Apple’s iPhones are pretty famous for being closed off, with jailbreaking being the only way that most people can imagine sideloading apps. However, there are other ways to sideload apps onto an iPhone, and the easiest way is through AltStore.
AltStore is, as the name implies, an alternative app store for iOS devices. Made by Riley Testut, it’s the easiest and safest way to sideload apps on your iPad or iPhone, including the iPhone 15 series. It doesn’t rely on enterprise certificates that Apple has been cracking down on, and instead makes use of a feature Apple introduced that lets you install up to three apps for free using your Apple ID.
If that sounds good to you, here’s everything you need to know about how it runs and how to install it.
How AltStore works
AltStore requires an Apple ID and password, but you can create a throwaway account if you don’t trust it. The developer says it’s never sent to any third-party server. It’s only sent directly to Apple for authentication and then stored securely in the device’s keychain so nothing else can retrieve it. However, you would be completely within your rights to still feel uncomfortable with putting your main Apple ID into the app, hence the throwaway account.
AltStore then signs the application with your Apple ID so the app can run. You’ll need to trust the developer certificate in your device settings, but when you do, any apps that you install through AltStore will work… for seven days. Apple has put several restrictions in place to make the process as difficult as possible, but the developer managed to work around those restrictions. As the clock nears closer to the end of the seven-day period, AltStore will refresh the signing key on the app so that you can get an extra seven days of usage. This can also run in the background.
AltStore makes use of a feature Apple introduced that lets you install up to three apps for free using your Apple ID.
However, AltStore relies on a computer on the same network running AltServer, so you’ll need both iTunes and iCloud installed on that device. AltServer is a companion app that sits and waits for AltStore connections, and apps can only be installed and refreshed via AltServer.
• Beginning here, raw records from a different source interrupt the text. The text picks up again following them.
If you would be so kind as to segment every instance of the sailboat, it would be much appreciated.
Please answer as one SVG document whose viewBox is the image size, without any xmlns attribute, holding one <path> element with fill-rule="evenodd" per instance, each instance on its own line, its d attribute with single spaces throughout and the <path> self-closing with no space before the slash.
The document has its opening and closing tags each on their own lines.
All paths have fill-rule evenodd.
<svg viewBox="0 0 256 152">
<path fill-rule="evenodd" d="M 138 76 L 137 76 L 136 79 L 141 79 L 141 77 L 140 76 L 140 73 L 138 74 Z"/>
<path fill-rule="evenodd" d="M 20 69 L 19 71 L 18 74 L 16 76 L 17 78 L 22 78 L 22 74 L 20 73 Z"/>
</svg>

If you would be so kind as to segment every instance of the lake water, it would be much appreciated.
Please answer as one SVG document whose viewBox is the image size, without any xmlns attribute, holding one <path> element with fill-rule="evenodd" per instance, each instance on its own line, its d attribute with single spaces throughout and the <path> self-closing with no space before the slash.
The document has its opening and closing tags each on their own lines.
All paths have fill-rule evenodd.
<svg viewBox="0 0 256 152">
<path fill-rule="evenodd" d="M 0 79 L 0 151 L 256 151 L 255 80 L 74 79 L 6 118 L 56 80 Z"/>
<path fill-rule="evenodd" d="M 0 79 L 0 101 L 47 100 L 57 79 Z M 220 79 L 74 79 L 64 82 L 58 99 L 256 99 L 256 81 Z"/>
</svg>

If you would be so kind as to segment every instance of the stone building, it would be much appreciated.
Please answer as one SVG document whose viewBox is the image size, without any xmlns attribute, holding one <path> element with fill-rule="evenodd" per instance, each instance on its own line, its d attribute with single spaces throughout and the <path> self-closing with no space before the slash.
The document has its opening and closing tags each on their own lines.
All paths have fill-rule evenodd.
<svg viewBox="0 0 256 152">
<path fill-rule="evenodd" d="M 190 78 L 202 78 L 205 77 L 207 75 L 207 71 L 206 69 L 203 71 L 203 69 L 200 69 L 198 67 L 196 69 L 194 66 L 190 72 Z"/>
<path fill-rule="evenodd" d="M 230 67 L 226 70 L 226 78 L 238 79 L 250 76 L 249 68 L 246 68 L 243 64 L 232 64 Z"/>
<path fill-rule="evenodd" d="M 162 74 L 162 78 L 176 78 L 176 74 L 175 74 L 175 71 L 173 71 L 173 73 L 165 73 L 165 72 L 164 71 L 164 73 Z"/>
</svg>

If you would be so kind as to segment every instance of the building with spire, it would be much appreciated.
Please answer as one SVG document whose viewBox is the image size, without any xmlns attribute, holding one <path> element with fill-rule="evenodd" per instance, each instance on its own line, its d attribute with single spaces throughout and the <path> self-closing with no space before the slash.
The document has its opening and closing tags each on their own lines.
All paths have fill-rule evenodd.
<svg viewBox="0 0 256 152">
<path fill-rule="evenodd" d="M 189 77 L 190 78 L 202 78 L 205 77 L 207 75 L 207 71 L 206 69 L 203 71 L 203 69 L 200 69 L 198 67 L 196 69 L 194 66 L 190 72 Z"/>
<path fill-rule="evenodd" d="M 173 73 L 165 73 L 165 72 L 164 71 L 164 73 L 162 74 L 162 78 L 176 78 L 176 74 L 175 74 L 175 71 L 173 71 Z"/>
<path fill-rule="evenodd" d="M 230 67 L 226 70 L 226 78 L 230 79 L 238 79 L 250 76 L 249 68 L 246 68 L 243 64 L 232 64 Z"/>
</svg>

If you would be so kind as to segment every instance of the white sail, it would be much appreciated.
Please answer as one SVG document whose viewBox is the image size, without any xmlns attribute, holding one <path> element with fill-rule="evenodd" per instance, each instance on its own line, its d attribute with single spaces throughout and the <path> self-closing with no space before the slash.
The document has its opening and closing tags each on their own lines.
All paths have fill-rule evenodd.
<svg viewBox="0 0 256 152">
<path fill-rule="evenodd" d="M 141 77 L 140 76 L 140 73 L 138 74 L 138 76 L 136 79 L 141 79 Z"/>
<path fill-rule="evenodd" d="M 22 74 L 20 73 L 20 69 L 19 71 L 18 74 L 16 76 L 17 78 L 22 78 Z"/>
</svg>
As well, if you are using iOS 16 or newer, you’ll need to enable Developer Mode in your device settings.
The reason AltServer is necessary is due to limitations placed on free Apple developer accounts. Apps can’t be distributed with a free Apple ID over the air. This means apps can’t be installed locally, but they can be installed using iTunes Wi-Fi sync. AltServer is also required to install AltStore initially, but once it’s installed, AltStore can send commands to AltServer for app installation. All you need to ensure is that you’re on the same network.
How to install AltStore
You’ll need a Windows or Mac machine to install AltStore on your iOS device. You’ll also need to install iTunes and iCloud, and they can’t be from the Windows Store. They need to be downloaded directly from Apple.
Now you can start the AltStore install process. Here’s how:
- Download AltServer via AltStore’s website.
- Connect your iPhone to your computer.
- Say that you trust the computer you plugged it into.
- Launch AltServer and leave it running in the background.
Next, you’ll need to point it toward your iCloud installation.
- Open iTunes.
- Enable Sync with this iPhone over Wi-Fi in your iPhone’s settings.
- Unplug your iPhone.
- Click the AltServer icon in the notification area.
- Click Install AltStore
- Choose your phone.
You’ll then be prompted to enter your Apple ID and password. You can use a throwaway account as previously mentioned. Wait a bit, and AltStore should then be installed on your iPhone.
AltStore is a fairly simple application. It comes with the ability to install Delta (an emulator), Clip (a more advanced clipboard manager), UTM (for virtual machines), and a whole lot more. There’s even Pojav Launcher, which allows you to play the Java edition of Minecraft on your iPhone. You can also install custom IPA files that you download online.
To install apps, you need to make sure you’re on the same Wi-Fi network as your computer with AltServer running on it so when you install an app (it needs to be signed and distributed by AltServer). Apps will try to refresh automatically in the background, but it’s luck if the app tries to refresh in the background or not when you’re on the same network.
Testut recommends launching the AltStore app in the background occasionally just to make sure it can check for the local server in more often, as your phone will recognize it’s an app that you use frequently.
There are a lot of apps you can install and try out, and if you become a Testut patron, you also get access to beta versions of Delta and AltStore, including AltStore 2.0 which is coming later this year. The biggest appeal of becoming a patron is the ability to add third-party sources to AltServer, and you can look them up on Google or on Reddit to find some to add to your iPhone.
I’ve been using Delta from the AltStore to emulate some retro games and I was also messing around with trying to get Dolphin working. Some apps don’t quite work on newer iOS versions yet, but a lot of them will likely be updated as time goes on.